Era o dia 22 de maio quando o ministro da Agricultura Carlos Fávaro reuniu em um jantar em Brasília três integrantes do Supremo Tribunal Federal (STF) para, com as devidas mesuras, discutir o enrosco do marco temporal, tese que estabelecia a data da promulgação da Constituição, em 5 de outubro de 1988, para se definir se indígenas têm ou não direito a terras atualmente ocupadas por não indígenas. Àquela altura, o julgamento que o STF promoveria sobre o tema estava nas mãos do ministro Alexandre de Moraes que, presente ao jantar, havia pedido ainda em 2021 que o caso fosse discutido abertamente no Plenário físico do tribunal.
A principal preocupação de Fávaro era sondar com o decano Gilmar Mendes, o ministro André Mendonça e com o próprio Moraes uma eventual alternativa caso o Supremo derrubasse o marco temporal. De acordo com interlocutores presentes ao encontro, um dos magistrados aventou a hipótese de uma proposta de emenda à Constituição conseguir “legalizar” a tese do marco temporal.
Duas semanas depois, Alexandre de Moraes votou contra o marco, mesma posição que mais tarde seria adotada por Mendes. André Mendonça foi favorável à adoção da interpretação favorável aos agricultores, mas ao final o tribunal decidiu, por nove votos a dois, que a data da Constituição não pode servir de baliza para se delimitar a ocupação de terras por comunidades indígenas.
Passado o julgamento, hoje ministros do STF colocam em xeque a hipótese de que uma emenda à Constituição resolveria o caso e dizem que, se ela for levada adiante, possivelmente será declarada inconstitucional. Isso porque, quando o STF barrou o marco temporal, parte da decisão tocou nas chamadas cláusulas pétreas constitucionais, que não podem ser alteradas nem mesmo por uma PEC.
É cláusula pétrea, por exemplo, os direitos e garantias individuais, tema que permeou o voto da ministra Cármen Lúcia, que, entre outros pontos, disse que a posse da terra não pode ser desmembrada dos outros direitos fundamentais garantidos aos indígenas. Na contenda sobre o tema, parlamentares aprovaram um projeto de lei sobre o marco temporal, mas o presidente Lula vetou grande parte do texto nesta sexta-feira, 20.
Em mais um capítulo de um cabo de guerra que reflete em boa parte o empoderamento do Congresso, tema de reportagem da edição de VEJA que chega neste fim de semana às bancas e plataformas digitais, 27 senadores de oposição apresentaram uma PEC para ressuscitar a tese do marco temporal.

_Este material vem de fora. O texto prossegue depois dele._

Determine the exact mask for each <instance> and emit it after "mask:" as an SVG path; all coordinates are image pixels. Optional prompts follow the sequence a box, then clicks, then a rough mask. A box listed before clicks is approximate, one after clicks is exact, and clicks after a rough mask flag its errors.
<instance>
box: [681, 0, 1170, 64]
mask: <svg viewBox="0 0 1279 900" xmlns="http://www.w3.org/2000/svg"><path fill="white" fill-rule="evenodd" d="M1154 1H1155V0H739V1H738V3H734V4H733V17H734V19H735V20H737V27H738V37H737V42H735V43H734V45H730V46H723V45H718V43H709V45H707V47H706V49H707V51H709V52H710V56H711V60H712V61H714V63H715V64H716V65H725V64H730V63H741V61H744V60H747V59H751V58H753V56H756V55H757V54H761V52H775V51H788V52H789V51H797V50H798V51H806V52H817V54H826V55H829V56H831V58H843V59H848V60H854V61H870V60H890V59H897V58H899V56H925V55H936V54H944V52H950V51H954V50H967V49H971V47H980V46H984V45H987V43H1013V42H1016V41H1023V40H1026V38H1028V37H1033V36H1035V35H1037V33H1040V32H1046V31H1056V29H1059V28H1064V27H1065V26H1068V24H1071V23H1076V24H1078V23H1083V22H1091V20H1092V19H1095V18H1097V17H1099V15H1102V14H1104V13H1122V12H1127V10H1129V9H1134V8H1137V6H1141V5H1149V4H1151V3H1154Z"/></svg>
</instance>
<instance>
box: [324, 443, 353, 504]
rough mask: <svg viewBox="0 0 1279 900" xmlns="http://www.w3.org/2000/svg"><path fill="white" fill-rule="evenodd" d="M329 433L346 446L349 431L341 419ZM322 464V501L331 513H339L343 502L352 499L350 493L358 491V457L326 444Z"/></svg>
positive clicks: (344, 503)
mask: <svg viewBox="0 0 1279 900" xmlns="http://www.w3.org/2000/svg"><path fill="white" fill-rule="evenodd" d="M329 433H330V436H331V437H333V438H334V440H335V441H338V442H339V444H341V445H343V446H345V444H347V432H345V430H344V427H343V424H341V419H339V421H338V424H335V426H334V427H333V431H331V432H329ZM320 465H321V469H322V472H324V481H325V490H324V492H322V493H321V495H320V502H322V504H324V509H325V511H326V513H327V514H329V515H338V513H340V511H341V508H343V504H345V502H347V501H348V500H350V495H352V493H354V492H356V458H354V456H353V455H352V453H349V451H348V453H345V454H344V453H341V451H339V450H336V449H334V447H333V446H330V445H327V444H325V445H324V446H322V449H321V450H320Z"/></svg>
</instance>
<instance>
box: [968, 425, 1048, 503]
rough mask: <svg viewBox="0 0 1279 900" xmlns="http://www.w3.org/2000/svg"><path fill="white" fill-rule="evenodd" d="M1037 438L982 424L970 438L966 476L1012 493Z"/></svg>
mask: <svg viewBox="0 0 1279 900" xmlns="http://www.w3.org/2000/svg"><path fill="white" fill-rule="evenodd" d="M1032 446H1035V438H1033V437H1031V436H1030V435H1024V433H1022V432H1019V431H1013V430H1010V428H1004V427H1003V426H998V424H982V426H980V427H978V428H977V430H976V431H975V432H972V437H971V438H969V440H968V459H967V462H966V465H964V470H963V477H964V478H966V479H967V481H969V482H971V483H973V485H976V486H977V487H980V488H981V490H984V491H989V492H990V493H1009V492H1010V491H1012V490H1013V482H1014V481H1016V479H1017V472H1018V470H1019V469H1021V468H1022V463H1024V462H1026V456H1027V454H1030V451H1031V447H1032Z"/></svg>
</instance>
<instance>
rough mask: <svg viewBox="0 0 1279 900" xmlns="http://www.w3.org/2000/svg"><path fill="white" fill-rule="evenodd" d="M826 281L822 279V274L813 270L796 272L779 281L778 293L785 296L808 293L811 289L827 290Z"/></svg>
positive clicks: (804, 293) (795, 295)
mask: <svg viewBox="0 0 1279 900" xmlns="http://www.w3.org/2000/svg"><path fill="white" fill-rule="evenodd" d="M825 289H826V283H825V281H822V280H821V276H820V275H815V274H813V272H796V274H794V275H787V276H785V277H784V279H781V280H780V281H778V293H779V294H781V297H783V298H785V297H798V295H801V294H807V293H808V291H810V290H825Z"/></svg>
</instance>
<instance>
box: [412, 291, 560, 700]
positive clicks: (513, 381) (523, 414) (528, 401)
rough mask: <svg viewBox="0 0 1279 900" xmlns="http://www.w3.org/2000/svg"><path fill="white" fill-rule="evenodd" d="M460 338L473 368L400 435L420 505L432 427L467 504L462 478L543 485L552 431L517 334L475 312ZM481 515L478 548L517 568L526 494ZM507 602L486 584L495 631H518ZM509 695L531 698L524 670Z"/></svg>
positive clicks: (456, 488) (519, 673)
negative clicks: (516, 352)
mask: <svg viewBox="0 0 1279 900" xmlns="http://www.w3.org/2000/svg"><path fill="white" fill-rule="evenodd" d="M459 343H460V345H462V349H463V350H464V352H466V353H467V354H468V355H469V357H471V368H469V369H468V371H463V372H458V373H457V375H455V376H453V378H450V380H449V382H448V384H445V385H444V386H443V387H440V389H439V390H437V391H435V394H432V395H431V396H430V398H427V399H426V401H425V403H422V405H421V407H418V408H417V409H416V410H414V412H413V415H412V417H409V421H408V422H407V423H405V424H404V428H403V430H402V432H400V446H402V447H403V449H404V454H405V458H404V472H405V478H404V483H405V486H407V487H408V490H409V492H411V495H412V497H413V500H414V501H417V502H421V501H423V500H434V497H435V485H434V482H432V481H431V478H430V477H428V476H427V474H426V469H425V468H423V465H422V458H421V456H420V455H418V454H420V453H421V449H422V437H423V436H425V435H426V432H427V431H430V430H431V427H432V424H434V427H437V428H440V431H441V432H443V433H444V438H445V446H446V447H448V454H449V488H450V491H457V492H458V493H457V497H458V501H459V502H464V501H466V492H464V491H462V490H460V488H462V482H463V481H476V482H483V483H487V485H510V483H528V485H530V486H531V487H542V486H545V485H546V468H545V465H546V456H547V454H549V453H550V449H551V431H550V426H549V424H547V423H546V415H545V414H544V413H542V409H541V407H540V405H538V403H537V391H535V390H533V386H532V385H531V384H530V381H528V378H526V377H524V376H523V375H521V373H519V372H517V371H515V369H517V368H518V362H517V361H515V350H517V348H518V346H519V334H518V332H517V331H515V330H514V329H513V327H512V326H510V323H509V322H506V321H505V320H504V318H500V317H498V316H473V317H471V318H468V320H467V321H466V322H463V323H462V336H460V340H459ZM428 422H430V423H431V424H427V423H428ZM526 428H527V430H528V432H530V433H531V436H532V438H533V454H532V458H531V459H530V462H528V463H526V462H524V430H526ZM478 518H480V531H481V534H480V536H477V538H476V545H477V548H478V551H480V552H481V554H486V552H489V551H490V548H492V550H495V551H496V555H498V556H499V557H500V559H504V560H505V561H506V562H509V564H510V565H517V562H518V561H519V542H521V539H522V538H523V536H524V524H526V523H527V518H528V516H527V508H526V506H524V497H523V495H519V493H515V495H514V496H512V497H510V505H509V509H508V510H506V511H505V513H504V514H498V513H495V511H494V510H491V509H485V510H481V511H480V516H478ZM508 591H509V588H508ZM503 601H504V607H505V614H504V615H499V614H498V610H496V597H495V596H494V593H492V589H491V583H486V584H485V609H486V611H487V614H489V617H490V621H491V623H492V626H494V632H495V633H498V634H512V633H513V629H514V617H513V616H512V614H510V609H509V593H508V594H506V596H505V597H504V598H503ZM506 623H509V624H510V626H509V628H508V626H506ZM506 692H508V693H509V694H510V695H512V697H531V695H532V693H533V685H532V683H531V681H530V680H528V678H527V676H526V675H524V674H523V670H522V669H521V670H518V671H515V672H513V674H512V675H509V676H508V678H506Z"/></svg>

Eles alegam que “ao definir um marco temporal, respeitamos a necessidade de proteger os direitos históricos das comunidades indígenas, ao mesmo tempo em que consideramos a importância de garantir a estabilidade das relações sociais, econômicas e territoriais em nosso país”, mas sabem desde já que, qualquer que seja o teor da discussão, o caso invariavelmente será levado mais uma vez às portas do STF.